Emmanuel Macron à Ouagadougou, le 28 novembre 2017. / LUDOVIC MARIN / AFP

Emmanuel Macron a achevé à Accra, au Ghana, jeudi 30 novembre, sa première tournée en Afrique de l’Ouest après une première étape à Ouagadougou et le sommet Union européenne-Union africaine à Abidjan.

Que faut-il retenir de ce périple africain ? Francis Kpatindé, maître de conférences à Sciences Po Paris, analyse le style Macron dans le fond et dans la forme.

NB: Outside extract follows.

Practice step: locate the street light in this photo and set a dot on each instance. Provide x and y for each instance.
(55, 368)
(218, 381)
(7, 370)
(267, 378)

L’épisode avec le président Kaboré et la climatisation a été très critiqué, notamment chez beaucoup d’Africains. Est-ce un faux pas selon vous ?

Francis Kpatindé : oui, car M. Macron se serait-il permis de dire cela à un président européen, asiatique ou américain ? Je ne crois pas. Mais il faut replacer cette bourde dans son contexte. Il s’exprimait face à des étudiants. Emmanuel Macron fait souvent des dérapages même en France. Je pense à ses déclarations sur les couches sociales les plus déshéritées et les Comoriens. Souvenez-nous des kwassa-kwassa qui envahiraient l’île française de Mayotte. Donc il est coutumier du fait, même dans son pays.

Emmanuel Macron a affirmé qu’il n’y avait plus de politique africaine de la France. Or, durant ce long discours, il a multiplié les annonces. Comment analysez-vous ce paradoxe ?

Il y a une politique africaine. Vous connaissez beaucoup de pays où il y a une cellule africaine ? Actuellement, il y a deux conseillers Afrique à l’Elysée et un conseil présidentiel pour l’Afrique. A ma connaissance, il n’y a pas une telle structure pour l’Amérique latine ou l’Asie.

Sur le franc CFA, Emmanuel Macron a expliqué que ce sont aux Africains de décider de garder ou non cette monnaie. Est-ce aussi simple ?

Non. C’est une manière d’esquiver le débat. Dans les quatorze pays qui l’utilisent, c’est le seul débat qui vaille, car le franc CFA est le dernier lien ombilical avec l’ancienne puissance coloniale. C’est anormal que 50 % des réserves de change des pays de la zone franc soient déposées au Trésor français. C’est anormal que ce type de relations perdure. Les pays africains ont donc une partition à jouer. La France aussi. Or Emmanuel Macron a esquivé le débat.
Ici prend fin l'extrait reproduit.